In recent news, mortgage rates have hit their lowest level in three weeks, resulting in a surge in demand for home loans. This positive development has brought optimism to the industry in the early weeks of 2024. According to the Mortgage Bankers Association’s weekly mortgage applications survey, mortgage applications increased by 10.4% compared to the previous week. This survey, which has been conducted since 1990, covers a significant portion of all U.S. retail residential mortgage applications.

The decline in mortgage rates across all loan types, driven by lower Treasury yields due to incoming inflation data, has contributed to the rise in mortgage applications. The average interest rate for 30-year fixed-rate mortgages with conforming loan balances decreased to 6.75% from 6.81% the prior week. Similarly, rates for jumbo loans also saw a decline from 6.98% to 6.86% on a weekly basis.

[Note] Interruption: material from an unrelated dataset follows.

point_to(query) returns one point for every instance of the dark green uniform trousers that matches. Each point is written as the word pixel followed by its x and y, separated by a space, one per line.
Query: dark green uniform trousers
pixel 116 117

The increase in mortgage applications was primarily driven by the conventional market. Purchase applications rose by 9% on a seasonally adjusted basis, while refinance applications increased by 11% compared to the previous week. Refinance applications accounted for 37.5% of the total applications, slightly lower than the previous week’s 38.3%.

The share of applications for Federal Housing Administration (FHA) loans decreased slightly to 14.3% from 14.4%, while the share of applications for U.S. Department of Veterans Affairs (VA) loans fell from 16.3% to 14.2%. On the other hand, the share of applications for U.S. Department of Agriculture (USDA) loans increased slightly to 0.5% from 0.4%.

Although purchase activity is still lower than year-ago levels, the improvement in refinance applications is a positive sign. If mortgage rates continue to ease, there is cautious optimism that home purchases will pick up in the coming months.

Analysts at Jefferies, in their report to investors, noted that mortgage rates are still relatively high, resulting in tight housing supply compared to historical standards. However, they see the forward curve and recent reductions in the 30-year mortgage rate as indicators of a potential refinance recovery. It is important to note that this recovery is not expected to reach the levels seen during the COVID years.

In conclusion, the

element plays a crucial role in web development, allowing developers to structure and organize content on a webpage. The recent decrease in mortgage rates has led to an increase in demand for home loans, offering some optimism for the industry in the early months of 2024. While a significant refinance boom is not expected, the potential for a refi recovery is being discussed by analysts. As mortgage rates continue to ease, there is hope that home purchases will see an upward trend in the near future.